Anthropology, First Nations & Endangered Languages Program

Faculty of Arts

Research Themes: 

Language, Sustainability and Transnationalism

Patricia A. Shaw is the Founding Chair (1996-2014) of the First Nations Languages Program at University of British Columbia, and Professor Emerita of Anthropological Linguistics with particular interests in sound systems; the interface of phonology with phonetics and morphology; literacy and oral traditions; language contact and change. For several decades she has worked in close collaboration with members of critically endangered language communities (Salish, Wakashan, Siouan, Athapaskan, Algonquian) to record and analyze extant grammatical and cultural knowledge, to teach research skills and archiving methodologies, to develop pedagogical materials for language revitalization, and to teach First Nations languages at UBC and in various BC communities.

Dr. Shaw served as the President of the Society for the Study of the Languages of the Americas (SSILA) from 2011-2013; has served for many years on the Endangered Languages Steering Committee of the Canadian Linguistic Association, as well as on the LSA Committee on Endangered Languages and their Preservation (CELP); and has co-chaired several SSHRC Aboriginal Strategic Research Grant adjudication committees.

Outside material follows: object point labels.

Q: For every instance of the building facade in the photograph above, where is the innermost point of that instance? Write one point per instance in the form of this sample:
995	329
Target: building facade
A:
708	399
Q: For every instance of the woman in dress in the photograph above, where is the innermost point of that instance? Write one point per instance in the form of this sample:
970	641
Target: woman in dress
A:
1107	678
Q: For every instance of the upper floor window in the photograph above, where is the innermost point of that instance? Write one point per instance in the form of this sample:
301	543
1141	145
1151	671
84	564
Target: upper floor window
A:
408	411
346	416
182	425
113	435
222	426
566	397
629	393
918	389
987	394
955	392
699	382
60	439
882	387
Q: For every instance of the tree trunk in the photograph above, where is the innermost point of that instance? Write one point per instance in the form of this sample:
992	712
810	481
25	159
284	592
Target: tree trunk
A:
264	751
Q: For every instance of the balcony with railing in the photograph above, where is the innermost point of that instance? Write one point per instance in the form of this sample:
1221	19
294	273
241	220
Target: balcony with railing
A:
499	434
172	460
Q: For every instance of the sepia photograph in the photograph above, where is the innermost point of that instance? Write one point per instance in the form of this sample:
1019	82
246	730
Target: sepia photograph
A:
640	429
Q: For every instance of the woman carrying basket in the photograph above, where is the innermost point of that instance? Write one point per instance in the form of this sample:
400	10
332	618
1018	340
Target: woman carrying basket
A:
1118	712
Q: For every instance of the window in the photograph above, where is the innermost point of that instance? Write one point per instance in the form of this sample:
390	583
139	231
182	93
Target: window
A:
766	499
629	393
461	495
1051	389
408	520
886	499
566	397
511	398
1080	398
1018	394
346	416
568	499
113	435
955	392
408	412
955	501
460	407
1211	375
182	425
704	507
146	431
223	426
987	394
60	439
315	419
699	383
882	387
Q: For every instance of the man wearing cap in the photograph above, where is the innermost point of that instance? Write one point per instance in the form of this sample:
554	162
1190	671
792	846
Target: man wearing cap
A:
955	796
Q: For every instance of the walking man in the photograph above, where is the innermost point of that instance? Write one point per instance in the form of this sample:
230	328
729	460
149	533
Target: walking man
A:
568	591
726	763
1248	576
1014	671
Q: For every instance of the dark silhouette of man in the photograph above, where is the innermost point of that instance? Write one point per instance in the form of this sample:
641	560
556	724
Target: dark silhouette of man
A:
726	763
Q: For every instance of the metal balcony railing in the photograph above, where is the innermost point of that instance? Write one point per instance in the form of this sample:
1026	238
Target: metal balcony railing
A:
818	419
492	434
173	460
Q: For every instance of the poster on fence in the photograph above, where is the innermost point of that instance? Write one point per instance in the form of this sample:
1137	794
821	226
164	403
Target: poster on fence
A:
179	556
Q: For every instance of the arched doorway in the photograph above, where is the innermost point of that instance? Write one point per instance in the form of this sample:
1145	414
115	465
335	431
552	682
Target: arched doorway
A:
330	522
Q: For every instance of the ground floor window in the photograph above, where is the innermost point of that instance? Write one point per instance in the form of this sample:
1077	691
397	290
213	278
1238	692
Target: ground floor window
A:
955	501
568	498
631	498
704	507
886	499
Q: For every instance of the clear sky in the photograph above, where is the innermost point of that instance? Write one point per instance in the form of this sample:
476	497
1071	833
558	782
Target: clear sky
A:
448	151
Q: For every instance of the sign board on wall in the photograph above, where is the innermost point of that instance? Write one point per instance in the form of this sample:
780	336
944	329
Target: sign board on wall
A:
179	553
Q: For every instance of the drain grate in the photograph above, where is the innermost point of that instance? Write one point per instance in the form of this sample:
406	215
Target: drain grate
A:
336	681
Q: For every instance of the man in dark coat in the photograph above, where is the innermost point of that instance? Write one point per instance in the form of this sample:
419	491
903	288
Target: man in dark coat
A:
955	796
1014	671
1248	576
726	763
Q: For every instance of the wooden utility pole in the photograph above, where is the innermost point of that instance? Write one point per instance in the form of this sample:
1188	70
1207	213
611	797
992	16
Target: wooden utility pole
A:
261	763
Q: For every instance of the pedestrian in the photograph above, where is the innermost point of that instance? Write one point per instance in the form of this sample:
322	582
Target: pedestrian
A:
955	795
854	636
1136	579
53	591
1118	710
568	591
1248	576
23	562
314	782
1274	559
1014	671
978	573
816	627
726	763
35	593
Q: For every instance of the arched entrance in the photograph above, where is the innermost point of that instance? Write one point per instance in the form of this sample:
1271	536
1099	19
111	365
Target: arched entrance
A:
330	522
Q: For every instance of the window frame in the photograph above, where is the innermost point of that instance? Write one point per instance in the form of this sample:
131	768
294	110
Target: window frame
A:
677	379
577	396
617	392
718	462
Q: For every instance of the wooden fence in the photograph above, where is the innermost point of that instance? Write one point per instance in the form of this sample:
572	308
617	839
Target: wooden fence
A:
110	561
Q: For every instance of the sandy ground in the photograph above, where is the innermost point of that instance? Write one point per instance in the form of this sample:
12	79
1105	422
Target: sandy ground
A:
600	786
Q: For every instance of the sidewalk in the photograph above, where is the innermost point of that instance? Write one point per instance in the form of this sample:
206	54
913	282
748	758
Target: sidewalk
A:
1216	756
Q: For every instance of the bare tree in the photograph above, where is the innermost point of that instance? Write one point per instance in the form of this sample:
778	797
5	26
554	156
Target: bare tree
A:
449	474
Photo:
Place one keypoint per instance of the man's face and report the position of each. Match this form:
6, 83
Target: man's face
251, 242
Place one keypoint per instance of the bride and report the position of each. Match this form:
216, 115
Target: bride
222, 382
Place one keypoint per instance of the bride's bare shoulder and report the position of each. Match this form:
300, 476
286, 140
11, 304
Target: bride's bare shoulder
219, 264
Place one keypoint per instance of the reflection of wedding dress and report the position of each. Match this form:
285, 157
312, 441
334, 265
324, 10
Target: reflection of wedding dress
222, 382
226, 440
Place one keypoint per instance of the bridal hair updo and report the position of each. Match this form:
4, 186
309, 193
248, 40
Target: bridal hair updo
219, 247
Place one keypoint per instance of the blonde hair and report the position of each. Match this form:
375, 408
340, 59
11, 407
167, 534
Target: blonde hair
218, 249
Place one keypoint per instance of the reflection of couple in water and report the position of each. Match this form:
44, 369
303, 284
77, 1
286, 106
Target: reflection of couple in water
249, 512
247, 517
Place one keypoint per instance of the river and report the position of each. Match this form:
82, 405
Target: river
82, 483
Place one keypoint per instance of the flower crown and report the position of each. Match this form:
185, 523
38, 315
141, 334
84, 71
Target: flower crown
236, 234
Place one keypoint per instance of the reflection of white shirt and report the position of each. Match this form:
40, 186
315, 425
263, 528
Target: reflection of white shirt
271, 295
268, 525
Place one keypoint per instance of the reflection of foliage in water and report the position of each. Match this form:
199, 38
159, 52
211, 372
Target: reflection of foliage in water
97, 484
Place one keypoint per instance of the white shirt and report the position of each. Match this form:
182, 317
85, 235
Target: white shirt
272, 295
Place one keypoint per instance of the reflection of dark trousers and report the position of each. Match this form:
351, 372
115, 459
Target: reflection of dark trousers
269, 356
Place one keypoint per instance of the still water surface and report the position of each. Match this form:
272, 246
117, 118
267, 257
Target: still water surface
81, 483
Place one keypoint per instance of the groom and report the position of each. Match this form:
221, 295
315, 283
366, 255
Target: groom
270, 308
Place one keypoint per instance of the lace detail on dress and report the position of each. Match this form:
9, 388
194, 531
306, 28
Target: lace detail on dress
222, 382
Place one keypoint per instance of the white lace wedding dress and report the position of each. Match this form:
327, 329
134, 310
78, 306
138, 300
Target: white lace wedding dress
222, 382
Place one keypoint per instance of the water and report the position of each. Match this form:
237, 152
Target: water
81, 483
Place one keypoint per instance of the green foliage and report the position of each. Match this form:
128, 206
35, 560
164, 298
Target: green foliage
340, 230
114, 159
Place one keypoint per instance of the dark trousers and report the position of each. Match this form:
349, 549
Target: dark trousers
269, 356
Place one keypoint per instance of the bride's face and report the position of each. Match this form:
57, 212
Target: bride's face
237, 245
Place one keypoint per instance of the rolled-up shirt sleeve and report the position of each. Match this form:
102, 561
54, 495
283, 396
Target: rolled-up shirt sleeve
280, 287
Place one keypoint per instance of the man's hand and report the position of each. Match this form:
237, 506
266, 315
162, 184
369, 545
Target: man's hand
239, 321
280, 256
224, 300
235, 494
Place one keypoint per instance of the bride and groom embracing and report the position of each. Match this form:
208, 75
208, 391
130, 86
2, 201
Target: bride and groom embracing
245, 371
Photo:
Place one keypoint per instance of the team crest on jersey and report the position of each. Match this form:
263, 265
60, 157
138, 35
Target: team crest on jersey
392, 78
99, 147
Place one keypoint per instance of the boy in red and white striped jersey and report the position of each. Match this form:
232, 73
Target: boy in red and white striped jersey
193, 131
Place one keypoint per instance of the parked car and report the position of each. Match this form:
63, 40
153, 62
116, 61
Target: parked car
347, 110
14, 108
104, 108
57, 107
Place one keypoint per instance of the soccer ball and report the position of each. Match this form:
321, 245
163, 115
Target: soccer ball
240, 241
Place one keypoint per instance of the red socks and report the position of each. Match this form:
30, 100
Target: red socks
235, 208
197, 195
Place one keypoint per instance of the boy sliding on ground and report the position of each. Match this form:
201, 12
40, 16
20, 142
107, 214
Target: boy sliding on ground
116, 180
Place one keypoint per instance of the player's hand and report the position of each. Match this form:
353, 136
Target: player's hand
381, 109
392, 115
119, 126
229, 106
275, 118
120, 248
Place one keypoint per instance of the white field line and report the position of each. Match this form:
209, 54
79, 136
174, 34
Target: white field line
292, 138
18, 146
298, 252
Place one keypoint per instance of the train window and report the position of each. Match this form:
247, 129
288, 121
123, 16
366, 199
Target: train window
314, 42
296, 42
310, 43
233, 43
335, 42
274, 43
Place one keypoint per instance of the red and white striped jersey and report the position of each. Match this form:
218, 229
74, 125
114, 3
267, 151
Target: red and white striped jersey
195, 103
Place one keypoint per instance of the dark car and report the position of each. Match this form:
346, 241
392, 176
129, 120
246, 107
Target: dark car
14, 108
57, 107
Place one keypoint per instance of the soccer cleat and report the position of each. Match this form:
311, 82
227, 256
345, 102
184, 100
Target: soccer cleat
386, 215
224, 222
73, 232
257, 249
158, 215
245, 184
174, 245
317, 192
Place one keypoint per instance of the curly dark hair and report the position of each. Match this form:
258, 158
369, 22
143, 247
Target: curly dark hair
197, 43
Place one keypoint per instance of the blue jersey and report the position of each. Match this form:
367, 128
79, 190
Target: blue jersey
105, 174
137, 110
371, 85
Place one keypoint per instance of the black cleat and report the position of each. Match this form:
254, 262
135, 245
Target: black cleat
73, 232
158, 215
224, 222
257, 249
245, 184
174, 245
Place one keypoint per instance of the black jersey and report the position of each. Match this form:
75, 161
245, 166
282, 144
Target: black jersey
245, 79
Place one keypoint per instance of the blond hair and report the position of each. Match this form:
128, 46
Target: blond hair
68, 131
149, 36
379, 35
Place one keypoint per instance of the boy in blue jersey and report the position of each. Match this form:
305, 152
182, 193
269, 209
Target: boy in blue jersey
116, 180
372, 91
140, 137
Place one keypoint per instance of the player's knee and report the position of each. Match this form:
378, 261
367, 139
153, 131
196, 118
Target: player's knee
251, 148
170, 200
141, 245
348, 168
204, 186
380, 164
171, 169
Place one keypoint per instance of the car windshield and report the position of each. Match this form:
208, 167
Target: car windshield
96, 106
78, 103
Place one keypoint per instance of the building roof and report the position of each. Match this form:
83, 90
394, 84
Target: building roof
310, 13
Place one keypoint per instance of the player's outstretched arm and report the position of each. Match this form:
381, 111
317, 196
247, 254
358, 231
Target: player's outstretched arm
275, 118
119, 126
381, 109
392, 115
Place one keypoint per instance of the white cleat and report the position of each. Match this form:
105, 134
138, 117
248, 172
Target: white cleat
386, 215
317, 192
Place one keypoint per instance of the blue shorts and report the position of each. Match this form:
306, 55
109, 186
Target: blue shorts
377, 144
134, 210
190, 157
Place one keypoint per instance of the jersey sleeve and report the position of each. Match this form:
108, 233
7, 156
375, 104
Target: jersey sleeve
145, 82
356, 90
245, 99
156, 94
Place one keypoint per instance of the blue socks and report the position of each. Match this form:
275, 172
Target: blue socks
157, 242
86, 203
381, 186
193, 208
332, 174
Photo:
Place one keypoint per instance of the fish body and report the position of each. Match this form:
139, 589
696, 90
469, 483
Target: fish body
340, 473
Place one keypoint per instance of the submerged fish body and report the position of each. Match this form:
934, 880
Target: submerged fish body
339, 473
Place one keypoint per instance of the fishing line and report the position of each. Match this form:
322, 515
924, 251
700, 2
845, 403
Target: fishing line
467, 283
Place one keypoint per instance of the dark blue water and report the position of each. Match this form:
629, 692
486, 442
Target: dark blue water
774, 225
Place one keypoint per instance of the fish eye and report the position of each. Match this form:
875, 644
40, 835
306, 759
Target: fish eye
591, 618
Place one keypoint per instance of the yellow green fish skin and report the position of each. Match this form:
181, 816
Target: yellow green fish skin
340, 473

She founded and serves as Editor of the First Nations Languages Series at UBC Press; was Director of the Aboriginal Languages and Literacy Institute at UBC (2006); has taught at InField 2008 (UCSB), InField 2010 (U Oregon, Eugene), CoLang 2012 (U Kansas), CoLang 2014 (U Texas, Arlington); and has served as a Faculty Mentor at the Breath of Life Archival Institute for Indigenous Languages in 2011, 2013 (Washington, DC), as well as the Breath of Life California Indian Language Restoration Workshop in 2012, 2014 (UC Berkeley).

Research Interests

Endangered language documentation, conservation, and revitalization (Salish, Wakashan, Siouan, Athapaskan, Algonquian); sound systems; literacy and orality; language contact and change; Indigenous language rights.